I still can't ignore the fact that most of my friends aren't coming for the prom.
If i did not thought of them as close friends,  i wouldn't be able to justify what i'm feeling throughout the times when i work on it, or even right now.
Members, no need to question my conviction to make this a success, i just wish my friends had given me more purpose.

This friendship, in a way that i can only describe, is slowly fading away for you.
I won't do anything as immature as boycotting hang outs, or when would even have once in a blue moon.
No, as a friend, as a "Yes Man", if one of my friends was going to plan the prom for the next year, i'll definitely go, regardless of the ticket price, time constraint, transportation problem,  or any excuse that could come up. Heck, i'll even go and support the prom committee even if i didn't know them, just because i knew how hard it was to plan one.
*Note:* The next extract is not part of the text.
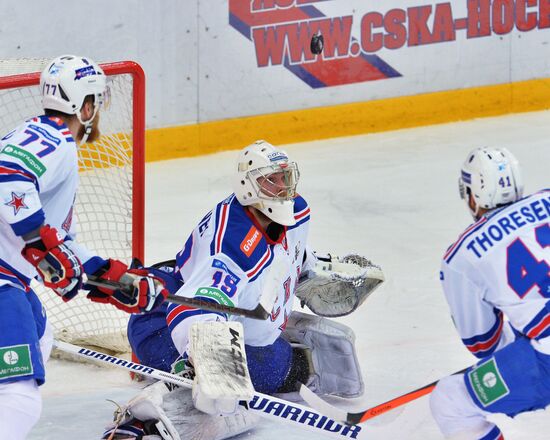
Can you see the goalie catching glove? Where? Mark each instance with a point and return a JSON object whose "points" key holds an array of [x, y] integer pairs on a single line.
{"points": [[57, 265], [338, 286], [142, 292]]}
Could've just said this in front of them, but i'm just always trying to look into your heart, trying to justify how you gave me the reasons for not coming was of good faith and was also regretting to not able to come, too bad i can't read minds.

Again, i don't blame you, i just blame myself of thinking too much and being too considerate. This is just my opinion, if this does not reflect upon your thinking, you are free to criticise me in the internet or in person.

It's kinda quiet lately.

1 comment:

  1. You're just stress larh, bro. ^^ Come out yumcha someday.